Promoção do estilo de vida saudável
A prevenção da doença cardiovascular e dos fatores de risco deve ser abordada nos cuidados primários de saúde promovendo um estilo de vida saudável
-Alimentação escolar saudável
-Refeições repartidas em pequenas porções
-Cortar nas gorduras e nos doces
-Existência de comissões de controlo da qualidade alimentar
Uma supervisão dos cuidados de saúde pediátricos de rotina deve promover e reforçar comportamentos cardiovasculares positivos focando-se nas seguintes áreas:
- Nutrição adequada
-Atividade física (corrida, caminhada, bicicleta)
-Vida sedentária (limitar o tempo de permanência á frente da TV, jogos, computador)
-Exposição ao tabaco e drogas
A saúde cardiovascular ideal na criança e no adulto está associada a uma baixa prevalência de fatores para doença cardiovascular no adulto.
O aumento do número de medidas ideais de saúde cardiovascular na população está intimamente relacionado com um menor risco de:
- Hipertensão
- Diabetes
- Dislipidémia
Nutrição:
Uma boa nutrição começando ao nascer traz profundo beneficio para a saúde
Aleitamento materno – Exclusivo nos primeiros 6 meses
Combinado pelo menos até aos 12 meses
O ALEITAMENTO MATERNO ESTÁ ASSOCIADO Á DIMINUIÇÃO DA PREVALÊNCIA DE OBESIDADE E DISLIPIDÉMIA
Ingestão de gorduras:
São necessárias, mas com critério
Deverão constituir 30% do total das calorias diárias da dieta
Gorduras saturadas:
Quem exagera no seu consumo tem maior probabilidade de ver o colesterol mau subir (LDL). É este que se deposita nas artérias e forma as placas. O seu efeito benéfico é o de promover também o aumento do colesterol bom (HDL) e servir de veículo para o transporte de algumas vitaminas importantes.

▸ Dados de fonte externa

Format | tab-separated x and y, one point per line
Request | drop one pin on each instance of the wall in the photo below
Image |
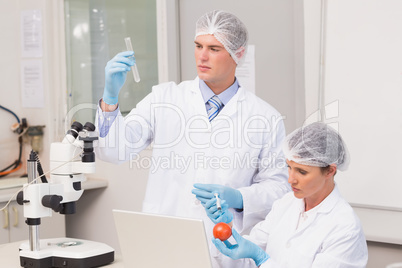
10	91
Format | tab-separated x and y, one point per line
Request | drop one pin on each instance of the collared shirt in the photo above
224	97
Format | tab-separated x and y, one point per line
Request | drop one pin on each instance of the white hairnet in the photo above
227	29
317	145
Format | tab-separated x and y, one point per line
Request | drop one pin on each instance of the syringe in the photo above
134	68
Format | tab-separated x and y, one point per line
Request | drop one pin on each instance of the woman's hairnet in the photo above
317	145
227	29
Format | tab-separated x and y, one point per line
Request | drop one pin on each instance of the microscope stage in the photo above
66	252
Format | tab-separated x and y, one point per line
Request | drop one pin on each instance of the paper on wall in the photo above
32	92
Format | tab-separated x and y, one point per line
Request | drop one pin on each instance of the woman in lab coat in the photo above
313	226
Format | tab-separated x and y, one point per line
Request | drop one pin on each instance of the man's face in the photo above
214	64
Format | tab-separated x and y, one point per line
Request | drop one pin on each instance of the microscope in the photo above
69	161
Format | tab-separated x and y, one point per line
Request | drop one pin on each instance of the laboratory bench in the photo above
9	256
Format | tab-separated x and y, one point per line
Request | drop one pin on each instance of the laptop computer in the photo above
150	240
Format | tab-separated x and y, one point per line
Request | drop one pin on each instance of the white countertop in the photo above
9	256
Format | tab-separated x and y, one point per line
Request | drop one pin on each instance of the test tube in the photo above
134	68
218	201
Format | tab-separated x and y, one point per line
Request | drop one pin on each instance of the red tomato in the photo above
222	231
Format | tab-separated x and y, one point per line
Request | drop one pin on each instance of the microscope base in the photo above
66	252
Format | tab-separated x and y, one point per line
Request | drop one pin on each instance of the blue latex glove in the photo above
205	192
115	75
216	215
243	249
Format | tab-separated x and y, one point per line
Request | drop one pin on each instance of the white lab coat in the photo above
240	148
331	237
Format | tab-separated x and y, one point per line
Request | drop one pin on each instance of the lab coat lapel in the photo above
232	106
197	101
325	207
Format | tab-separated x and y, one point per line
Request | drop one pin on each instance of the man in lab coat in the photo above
210	131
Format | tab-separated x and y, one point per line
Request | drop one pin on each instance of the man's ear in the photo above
331	170
240	52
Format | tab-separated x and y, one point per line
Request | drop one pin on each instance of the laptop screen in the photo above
150	240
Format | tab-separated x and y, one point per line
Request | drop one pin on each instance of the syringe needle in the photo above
218	201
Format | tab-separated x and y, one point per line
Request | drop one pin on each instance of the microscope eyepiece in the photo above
89	126
76	127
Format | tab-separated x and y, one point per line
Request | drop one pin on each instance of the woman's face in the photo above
310	183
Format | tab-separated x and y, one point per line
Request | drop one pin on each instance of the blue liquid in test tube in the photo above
134	68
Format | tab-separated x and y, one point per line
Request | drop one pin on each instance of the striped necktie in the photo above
216	106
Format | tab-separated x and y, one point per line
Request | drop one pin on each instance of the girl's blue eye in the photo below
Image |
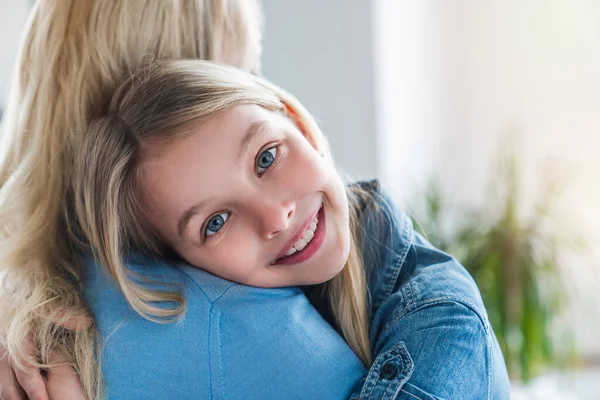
265	160
215	223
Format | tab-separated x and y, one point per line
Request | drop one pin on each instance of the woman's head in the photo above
226	170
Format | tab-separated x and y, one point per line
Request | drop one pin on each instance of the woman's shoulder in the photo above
230	335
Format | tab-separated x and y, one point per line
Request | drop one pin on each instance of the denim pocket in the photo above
411	392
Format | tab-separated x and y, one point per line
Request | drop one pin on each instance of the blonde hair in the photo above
160	104
73	56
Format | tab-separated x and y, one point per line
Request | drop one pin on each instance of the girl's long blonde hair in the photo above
74	55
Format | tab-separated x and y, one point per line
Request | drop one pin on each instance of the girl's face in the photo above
247	197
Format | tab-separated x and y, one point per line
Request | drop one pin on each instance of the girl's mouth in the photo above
308	244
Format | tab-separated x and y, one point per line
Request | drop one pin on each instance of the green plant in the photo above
515	259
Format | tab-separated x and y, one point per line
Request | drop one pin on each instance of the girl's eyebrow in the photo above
257	128
186	217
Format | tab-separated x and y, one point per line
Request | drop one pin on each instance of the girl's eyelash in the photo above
272	155
268	155
223	217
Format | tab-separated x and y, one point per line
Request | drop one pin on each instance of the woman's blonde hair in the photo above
160	104
73	56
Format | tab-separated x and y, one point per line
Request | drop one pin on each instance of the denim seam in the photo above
210	383
437	300
220	346
202	290
412	395
490	359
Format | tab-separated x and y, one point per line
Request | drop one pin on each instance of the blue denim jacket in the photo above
429	329
429	332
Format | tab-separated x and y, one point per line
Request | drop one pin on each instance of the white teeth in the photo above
300	244
308	235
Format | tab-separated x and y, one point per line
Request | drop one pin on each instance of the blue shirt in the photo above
429	331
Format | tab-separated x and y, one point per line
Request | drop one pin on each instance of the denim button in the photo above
388	371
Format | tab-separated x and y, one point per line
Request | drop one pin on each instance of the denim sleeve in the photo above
429	331
439	350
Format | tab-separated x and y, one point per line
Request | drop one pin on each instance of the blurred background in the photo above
483	119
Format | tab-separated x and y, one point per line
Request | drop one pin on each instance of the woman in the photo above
411	368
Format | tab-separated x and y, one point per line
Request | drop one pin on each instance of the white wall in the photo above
321	51
453	77
13	14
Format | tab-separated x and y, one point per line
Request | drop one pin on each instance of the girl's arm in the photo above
429	328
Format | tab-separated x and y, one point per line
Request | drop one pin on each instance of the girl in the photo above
201	162
73	55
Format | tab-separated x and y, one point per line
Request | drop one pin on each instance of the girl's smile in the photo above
306	242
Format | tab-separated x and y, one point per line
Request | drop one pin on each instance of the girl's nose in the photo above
275	217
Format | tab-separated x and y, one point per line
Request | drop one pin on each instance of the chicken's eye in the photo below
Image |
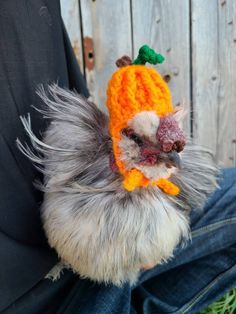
136	139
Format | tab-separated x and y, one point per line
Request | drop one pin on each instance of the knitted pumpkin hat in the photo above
133	88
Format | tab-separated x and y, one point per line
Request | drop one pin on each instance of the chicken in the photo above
118	192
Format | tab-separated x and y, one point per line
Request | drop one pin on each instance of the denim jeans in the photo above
198	275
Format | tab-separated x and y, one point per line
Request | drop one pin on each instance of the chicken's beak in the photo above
174	159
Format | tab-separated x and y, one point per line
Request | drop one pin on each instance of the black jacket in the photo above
34	49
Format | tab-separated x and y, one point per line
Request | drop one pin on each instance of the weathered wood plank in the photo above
226	139
108	25
205	72
164	25
71	18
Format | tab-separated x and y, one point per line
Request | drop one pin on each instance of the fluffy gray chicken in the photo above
101	229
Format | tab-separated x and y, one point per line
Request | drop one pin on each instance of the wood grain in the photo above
205	72
71	18
108	24
226	128
164	25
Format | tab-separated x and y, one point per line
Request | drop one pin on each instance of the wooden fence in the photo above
198	39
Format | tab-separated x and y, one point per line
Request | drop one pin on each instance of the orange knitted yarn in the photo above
132	89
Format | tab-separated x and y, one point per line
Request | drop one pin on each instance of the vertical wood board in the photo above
226	139
71	17
108	24
164	26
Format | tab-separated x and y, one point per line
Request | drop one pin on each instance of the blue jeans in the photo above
198	275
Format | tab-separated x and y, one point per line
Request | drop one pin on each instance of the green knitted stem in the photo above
146	54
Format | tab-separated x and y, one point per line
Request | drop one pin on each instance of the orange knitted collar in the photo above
133	88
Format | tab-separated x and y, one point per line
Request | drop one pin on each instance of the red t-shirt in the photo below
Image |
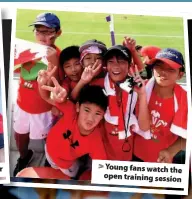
162	113
117	149
1	124
65	143
28	97
150	51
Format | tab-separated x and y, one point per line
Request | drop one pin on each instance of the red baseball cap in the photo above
169	56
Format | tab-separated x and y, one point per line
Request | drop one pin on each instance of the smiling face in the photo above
117	67
165	75
90	59
45	36
89	117
73	69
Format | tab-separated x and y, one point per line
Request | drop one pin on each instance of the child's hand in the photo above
130	43
56	112
90	72
45	75
137	78
165	156
59	94
51	55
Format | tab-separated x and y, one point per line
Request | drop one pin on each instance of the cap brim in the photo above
171	63
100	46
42	23
114	50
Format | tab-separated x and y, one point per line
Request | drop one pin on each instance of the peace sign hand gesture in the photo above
137	78
130	43
59	94
45	75
90	72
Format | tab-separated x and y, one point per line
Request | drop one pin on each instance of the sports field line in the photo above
120	34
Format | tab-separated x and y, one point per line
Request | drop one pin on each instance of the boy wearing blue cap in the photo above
167	103
32	115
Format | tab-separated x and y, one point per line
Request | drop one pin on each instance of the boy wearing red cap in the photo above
32	115
167	103
120	121
79	130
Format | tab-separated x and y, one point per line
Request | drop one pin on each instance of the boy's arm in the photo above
53	59
58	92
86	77
166	155
143	111
130	44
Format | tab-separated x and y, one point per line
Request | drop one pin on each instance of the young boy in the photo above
91	59
69	60
167	103
79	131
119	116
147	53
32	115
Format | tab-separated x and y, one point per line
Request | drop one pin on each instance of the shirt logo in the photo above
67	135
156	124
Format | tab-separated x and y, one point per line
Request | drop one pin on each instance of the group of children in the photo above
81	106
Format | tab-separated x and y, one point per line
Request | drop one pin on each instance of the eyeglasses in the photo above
67	135
44	32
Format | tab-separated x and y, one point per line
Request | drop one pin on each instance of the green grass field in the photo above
78	27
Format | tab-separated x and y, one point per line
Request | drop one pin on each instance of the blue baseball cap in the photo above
169	56
49	20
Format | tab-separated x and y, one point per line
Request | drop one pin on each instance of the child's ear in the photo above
77	107
180	75
59	33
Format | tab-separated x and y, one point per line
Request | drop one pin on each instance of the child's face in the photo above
90	59
117	68
45	36
89	117
73	69
165	75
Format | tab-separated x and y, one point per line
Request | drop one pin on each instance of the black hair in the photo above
68	53
138	47
93	94
117	54
182	69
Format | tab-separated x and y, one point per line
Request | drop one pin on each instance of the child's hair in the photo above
138	47
68	53
93	94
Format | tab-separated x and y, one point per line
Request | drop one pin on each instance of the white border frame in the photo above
90	7
4	112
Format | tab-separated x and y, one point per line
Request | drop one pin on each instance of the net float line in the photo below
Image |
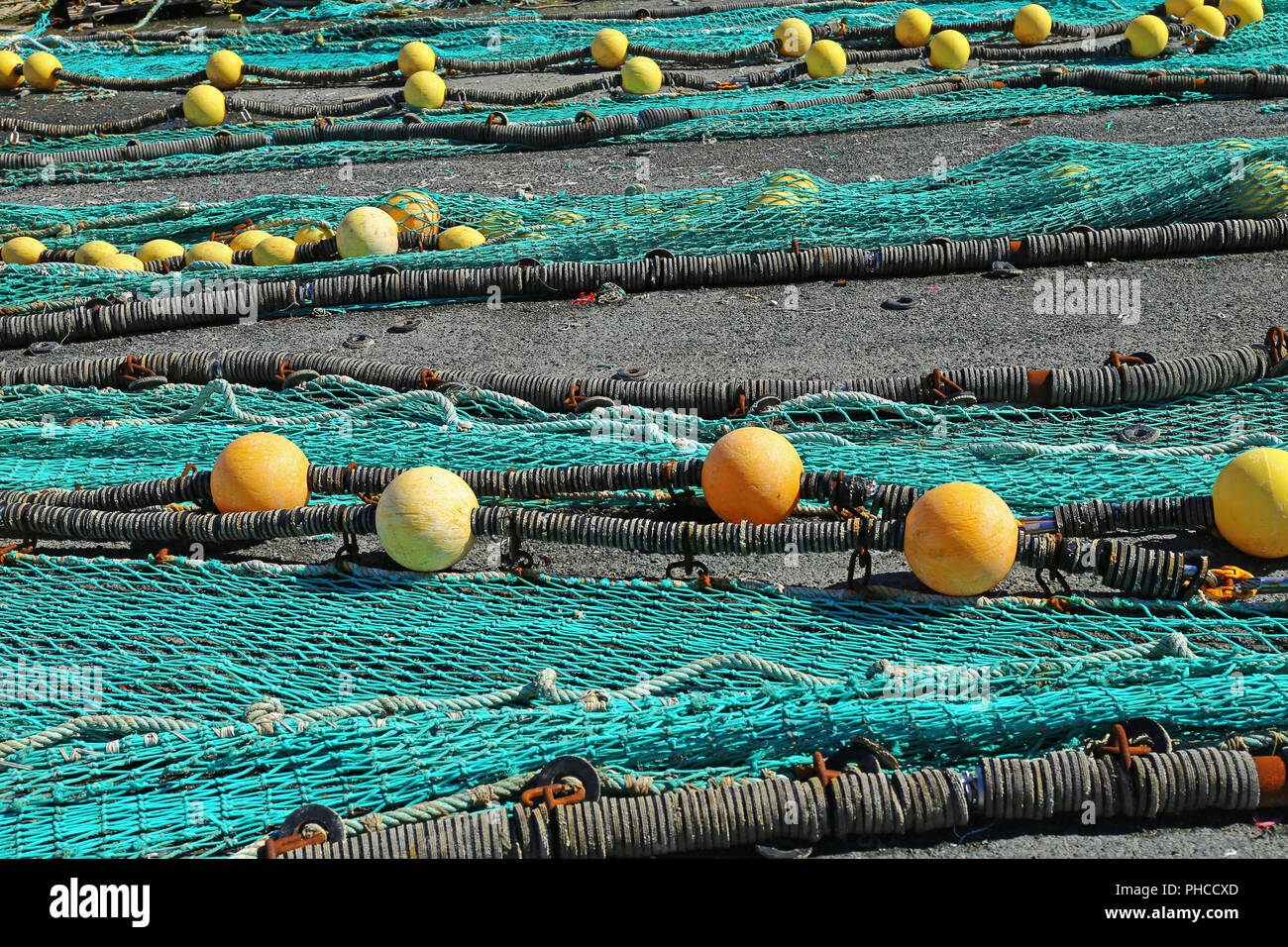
765	51
1142	573
1078	386
1247	82
660	269
841	491
837	802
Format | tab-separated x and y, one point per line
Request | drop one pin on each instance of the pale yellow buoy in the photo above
416	56
11	69
1073	175
412	210
39	71
1250	502
642	76
1146	37
259	472
960	539
91	253
752	474
121	262
1261	191
246	240
912	29
460	237
609	48
312	234
498	223
790	176
22	250
824	59
794	38
205	106
209	252
366	232
159	250
224	69
1031	25
570	218
1206	18
1247	11
949	51
776	197
425	90
274	252
424	519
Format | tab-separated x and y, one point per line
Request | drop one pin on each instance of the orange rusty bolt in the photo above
1121	746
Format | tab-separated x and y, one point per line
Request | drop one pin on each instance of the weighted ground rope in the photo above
231	296
1012	384
578	58
1245	82
842	805
1134	570
194	681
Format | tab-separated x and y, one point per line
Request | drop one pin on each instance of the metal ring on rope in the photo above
300	377
147	382
591	403
901	303
1140	728
313	814
575	767
1138	434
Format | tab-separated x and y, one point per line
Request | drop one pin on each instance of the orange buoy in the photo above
752	474
960	539
261	472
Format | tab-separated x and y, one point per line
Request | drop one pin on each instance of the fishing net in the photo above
209	699
1034	458
1042	185
172	706
1261	46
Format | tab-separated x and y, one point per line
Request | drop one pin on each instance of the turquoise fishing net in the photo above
1041	185
1034	458
523	35
1257	46
206	651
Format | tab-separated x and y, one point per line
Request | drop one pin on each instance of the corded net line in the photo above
765	51
849	492
805	812
580	132
426	27
1151	574
1090	386
662	270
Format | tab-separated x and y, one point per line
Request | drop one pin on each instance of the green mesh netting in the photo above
202	648
1257	46
1042	185
1034	458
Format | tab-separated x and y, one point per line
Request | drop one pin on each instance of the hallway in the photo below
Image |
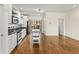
49	45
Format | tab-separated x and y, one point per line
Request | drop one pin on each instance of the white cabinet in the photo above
25	19
12	42
23	33
5	17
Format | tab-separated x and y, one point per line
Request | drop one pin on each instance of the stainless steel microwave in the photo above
14	20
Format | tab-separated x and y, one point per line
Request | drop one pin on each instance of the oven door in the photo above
14	20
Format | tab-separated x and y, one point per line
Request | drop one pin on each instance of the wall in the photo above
72	24
51	22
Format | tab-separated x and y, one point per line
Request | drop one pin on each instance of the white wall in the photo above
72	24
51	22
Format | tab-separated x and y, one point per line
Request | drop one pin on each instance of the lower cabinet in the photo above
23	33
12	42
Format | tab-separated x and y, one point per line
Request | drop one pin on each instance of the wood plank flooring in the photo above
49	45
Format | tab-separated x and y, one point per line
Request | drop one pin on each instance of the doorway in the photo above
61	26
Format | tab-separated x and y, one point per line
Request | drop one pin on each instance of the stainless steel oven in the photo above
14	20
19	35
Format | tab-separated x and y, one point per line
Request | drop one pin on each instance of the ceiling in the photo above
31	8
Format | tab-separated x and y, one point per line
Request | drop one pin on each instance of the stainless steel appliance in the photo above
19	35
14	20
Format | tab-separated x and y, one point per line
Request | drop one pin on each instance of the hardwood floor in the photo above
49	45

Esta gordura encontra-se nas carnes gordas, no queijo, lacticínios, no ovo, no óleo de palma, no coco, pizzas, salsichas e chocolate. A sua ingestão deverá ser limitada a 7 a 10% das calorias totais.
Esta dieta apoia-se na ingestão dos frutos, vegetais, cereais integrais, feijão, peixe e carne magra.
Os restantes 20% da ingestão de gordura deve ser composto por uma combinação de gorduras insaturadas, as monoinsaturadas e as polinsaturadas.
Gorduras monoinsaturadas:
Contribuem para a redução do colesterol mau e estimula o aumento dos níveis do bom. Está presente no azeite, abacate, amendoim e nas nozes. O consumo desta gordura reduz o risco de doença cardiovascular.
Gorduras polinsaturadas:
Esta gordura é rica em ácidos gordos essenciais. O Omega 3 e o Omega 6. Reduz tanto o colesterol mau como reduz o bom. Está presente no Óleo de soja, girassol, canola, milho, atum, sardinha, frutos do mar, nozes e nas sementes de abóbora.
Os restantes 70% das calorias totais devem incluir 15 a 20% derivados da ingestão de proteínas e 50 a 55% de Hidratos de carbono na forma de cereais integrais.
Encorajar a ingestão de alimentos ricos em fibra
Reduzir a ingestão de bebidas açucaradas e outros alimentos açucarados.
ATIVIDADE FÍSICA
A atividade física de rotina deve ser encorajada desde a infância. Feita com regularidade está associada com a redução de risco de aterosclerose e de doença cardiovascular.
Deve ser adaptada de acordo com a idade. Todas as crianças com mais de 5 anos devem participar em atividade física moderada ou vigorosa 1 hora por dia. A atividade vigorosa deve ocorrer no mínimo 3 vezes por semana. Como exemplos desta atividade temos a corrida, a bicicleta, o futebol, o basquetebol, as artes marciais, a dança, a natação e outras.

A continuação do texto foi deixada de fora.